Haha I remember the days of downloading random EXEs off the internet and running them to see what they do (also the days of CD-rom drives).

My auntie somehow managed to get a virus that played Für Elise through the motherboard speaker and never stopped so long as the thing was on. I don't think they ever solved it, in the end they just got a new PC.

[–] bandwidthcrisis@lemmy.world 164 points 4 months ago (6 children)
[–] Dave@lemmy.nz 86 points 4 months ago* (last edited 4 months ago) (1 children)
[–] bandwidthcrisis@lemmy.world 24 points 4 months ago

When I read it, it stirred a distant memory of hearing such a story before, so I knew that there was something behind it and looked it up.

[–] LodeMike 43 points 4 months ago (1 children)

Literally why would someone make that. That is completely indistinguishable as a signal.

[–] Dave@lemmy.nz 69 points 4 months ago (1 children)

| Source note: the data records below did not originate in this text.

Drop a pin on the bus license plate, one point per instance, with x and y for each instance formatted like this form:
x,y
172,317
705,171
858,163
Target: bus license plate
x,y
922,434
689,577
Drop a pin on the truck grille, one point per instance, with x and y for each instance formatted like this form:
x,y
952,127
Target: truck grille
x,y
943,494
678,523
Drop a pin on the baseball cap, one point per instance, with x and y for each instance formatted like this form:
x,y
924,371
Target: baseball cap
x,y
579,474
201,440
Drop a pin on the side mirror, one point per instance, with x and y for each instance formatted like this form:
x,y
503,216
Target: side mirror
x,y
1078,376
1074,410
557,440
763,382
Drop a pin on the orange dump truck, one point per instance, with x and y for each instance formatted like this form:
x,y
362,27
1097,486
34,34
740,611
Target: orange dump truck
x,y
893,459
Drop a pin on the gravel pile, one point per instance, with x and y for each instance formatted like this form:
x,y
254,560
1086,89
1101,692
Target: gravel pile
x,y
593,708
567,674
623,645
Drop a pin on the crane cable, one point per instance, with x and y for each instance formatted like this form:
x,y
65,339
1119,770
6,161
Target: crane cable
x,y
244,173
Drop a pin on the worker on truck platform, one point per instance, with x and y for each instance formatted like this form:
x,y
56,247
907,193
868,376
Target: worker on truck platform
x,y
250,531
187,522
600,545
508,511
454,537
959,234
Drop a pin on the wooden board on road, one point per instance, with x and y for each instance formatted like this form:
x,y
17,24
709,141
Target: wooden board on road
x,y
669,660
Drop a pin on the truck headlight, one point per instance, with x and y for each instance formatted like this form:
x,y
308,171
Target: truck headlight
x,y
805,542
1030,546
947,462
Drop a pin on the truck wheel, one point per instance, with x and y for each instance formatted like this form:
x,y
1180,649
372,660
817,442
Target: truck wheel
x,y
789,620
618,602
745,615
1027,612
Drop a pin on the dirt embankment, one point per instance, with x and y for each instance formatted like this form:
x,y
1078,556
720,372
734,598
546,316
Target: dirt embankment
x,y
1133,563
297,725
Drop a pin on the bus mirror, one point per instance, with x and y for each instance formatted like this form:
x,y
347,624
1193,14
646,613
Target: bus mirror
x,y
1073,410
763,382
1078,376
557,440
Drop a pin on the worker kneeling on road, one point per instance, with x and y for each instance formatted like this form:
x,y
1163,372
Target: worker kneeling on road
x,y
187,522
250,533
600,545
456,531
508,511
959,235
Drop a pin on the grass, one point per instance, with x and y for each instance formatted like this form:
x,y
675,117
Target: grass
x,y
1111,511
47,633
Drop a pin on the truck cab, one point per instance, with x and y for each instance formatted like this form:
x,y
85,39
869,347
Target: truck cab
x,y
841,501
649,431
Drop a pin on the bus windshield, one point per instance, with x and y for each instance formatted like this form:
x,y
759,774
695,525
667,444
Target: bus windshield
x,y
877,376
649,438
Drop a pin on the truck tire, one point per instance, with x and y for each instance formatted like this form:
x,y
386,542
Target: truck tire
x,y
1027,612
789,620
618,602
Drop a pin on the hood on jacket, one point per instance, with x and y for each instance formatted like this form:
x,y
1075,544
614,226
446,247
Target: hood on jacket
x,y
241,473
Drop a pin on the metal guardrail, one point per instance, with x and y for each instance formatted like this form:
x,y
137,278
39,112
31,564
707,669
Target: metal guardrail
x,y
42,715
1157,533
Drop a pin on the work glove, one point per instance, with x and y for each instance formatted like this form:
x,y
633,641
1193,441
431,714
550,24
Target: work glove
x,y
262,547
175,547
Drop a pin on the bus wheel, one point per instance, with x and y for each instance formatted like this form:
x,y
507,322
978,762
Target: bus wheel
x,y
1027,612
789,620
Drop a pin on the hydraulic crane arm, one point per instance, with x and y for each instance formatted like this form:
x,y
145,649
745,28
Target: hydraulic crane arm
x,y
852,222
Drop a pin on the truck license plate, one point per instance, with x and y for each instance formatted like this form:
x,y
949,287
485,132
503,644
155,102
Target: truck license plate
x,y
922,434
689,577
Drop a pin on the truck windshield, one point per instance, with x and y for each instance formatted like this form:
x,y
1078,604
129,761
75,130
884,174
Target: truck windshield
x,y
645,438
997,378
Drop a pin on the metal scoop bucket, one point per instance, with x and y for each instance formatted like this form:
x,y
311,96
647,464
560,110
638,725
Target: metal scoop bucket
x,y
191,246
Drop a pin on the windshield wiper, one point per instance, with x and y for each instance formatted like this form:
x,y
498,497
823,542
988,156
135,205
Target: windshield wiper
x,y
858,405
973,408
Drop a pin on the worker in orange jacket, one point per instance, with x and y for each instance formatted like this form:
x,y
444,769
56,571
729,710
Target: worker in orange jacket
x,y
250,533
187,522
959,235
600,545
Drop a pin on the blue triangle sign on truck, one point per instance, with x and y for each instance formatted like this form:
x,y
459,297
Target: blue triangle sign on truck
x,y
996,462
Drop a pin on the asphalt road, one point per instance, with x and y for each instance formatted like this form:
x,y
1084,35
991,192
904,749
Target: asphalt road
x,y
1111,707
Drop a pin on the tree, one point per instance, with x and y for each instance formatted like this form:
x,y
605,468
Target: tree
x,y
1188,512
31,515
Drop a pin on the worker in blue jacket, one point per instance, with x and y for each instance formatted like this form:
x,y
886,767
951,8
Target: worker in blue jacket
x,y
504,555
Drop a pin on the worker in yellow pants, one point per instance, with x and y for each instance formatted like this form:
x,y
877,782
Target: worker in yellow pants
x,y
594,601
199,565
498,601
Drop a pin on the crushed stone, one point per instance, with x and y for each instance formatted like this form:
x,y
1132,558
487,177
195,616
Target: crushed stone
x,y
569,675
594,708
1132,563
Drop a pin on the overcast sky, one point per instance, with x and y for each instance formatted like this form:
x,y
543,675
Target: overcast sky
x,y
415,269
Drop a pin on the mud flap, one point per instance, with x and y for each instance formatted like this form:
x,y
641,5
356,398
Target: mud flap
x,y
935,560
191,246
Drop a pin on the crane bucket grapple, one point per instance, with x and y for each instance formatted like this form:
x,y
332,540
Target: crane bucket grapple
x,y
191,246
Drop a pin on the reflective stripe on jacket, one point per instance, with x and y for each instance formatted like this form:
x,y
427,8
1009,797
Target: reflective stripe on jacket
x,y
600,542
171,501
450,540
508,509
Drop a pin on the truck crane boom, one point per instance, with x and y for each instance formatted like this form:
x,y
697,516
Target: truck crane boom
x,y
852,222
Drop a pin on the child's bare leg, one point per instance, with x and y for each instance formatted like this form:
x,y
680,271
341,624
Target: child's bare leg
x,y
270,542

I mean I guess you are supposed to take it to your computer repair shop and tell them it won't stop playing Für Elise, and the shop is supposed to recognise it as a failure of CPU fan signal. If it just beeped a few times on startup then people would ignore it, and if it beeped constantly then well maybe Für Elise is nicer.

[–] LodeMike 17 points 4 months ago* (last edited 4 months ago) (1 children)

Huh yeah that's MUCH better than throwing a post code and playing a beep during startup to signal something is wrong.

[–] mox@lemmy.sdf.org 23 points 4 months ago (16 children)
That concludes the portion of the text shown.